ADOTAS – Mobile click-to-call ads are a great way for consumers to connect with businesses, and a new generation of call spammers agrees — sometimes generating hundreds of thousands of phone calls per day from your mobile advertising campaigns and then disappearing. This new class of spammers capitalizes on the ubiquity of clickable phone numbers and a new class of “free call” widgets that enables anyone with an internet connection to make outbound phone calls. Outside of the more benign “pocket dial” or “accidental call,” call spammers explain why click-to-call ads can receive as many as 76 percent junk calls. This is an expensive risk for mobile advertisers.
Meet The New Call Spammer
At our company, Marchex, our Call Analytics platform routes hundreds of millions of phone calls each year for advertisers of all shapes and sizes, and at 6:02 a.m. on Tuesday, May 8, the platform routed an inbound call from a phone number in the 360 area code it hadn’t seen before to a phone number in our inventory that was not assigned to an advertiser. A flag was set in our early warning system.
By 6:04 a.m., the platform had already routed 150 phone calls from this number, some to live advertisers and others to unassigned phone numbers. Our early warning system sent messages to all of our call routers to block all inbound calls from this 360 phone number. It’s a good thing, because by 7 p.m., this phone number attempted more than 130,000 phone calls to phone numbers used by our clients to track and analyze their marketing campaigns. Then, the caller from the 360 disappeared. (One of our carriers reached out to us mid-day to indicate this caller had called much of their client base.)
They Sell Political Data and Travel
In March, we noticed that one of our clients started receiving an unusual number of phone calls lasting 26 seconds each, spread out over several weeks, all coming from Google Mobile campaigns. Upon analyzing these calls, we were able to identify them as automated anti-government messages seemingly targeted to influence this year’s elections.
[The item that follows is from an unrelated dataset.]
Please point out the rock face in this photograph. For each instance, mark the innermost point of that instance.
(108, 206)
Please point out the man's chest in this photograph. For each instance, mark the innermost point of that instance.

Some of these election-related messages also serve as lead generators for call centers. During a cab ride to a client meeting last Friday with Ziad Ismail, Head of Product at Marchex, Ziad received a political survey on his mobile phone asking him a couple of questions about the upcoming presidential election and promising a heavily discounted travel deal for completing it.
Ziad went through the survey and was connected to a call center selling travel. Enter the new spammer — ignoring do-not-call lists, selling survey data and earning commission off of travel.
Protecting Your Call Campaigns
As with click campaigns, there are straightforward measurement and filtering solutions designed to both block spammers from reaching your place of business (or call center) to better identify the valid calls generated from your mobile marketing campaigns.
1. Ensure you have clean CTNs (call tracking numbers). Work with a call tracking or analytics vendor that is actively updating its spam lists. For example, Marchex has blocked more than 100,000 phone calls in a day (such as on May 8) due to spam activity.
2. Use an IVR (interactive voice response) to qualify callers. A simple playfile announcing your business name and offering callers the option to “select ‘one’ for sales or ‘two’ for service” is a good start — and standard with a call tracking solution.
3. Tune Your Campaigns. Leveraging data from your call records, and using a metric like “cost per qualified call” allows you to effectively optimize your mobile advertising spends.
Best of luck with your click-to-call campaigns and if you have any stories to share on call spammers, we’d love to hear them.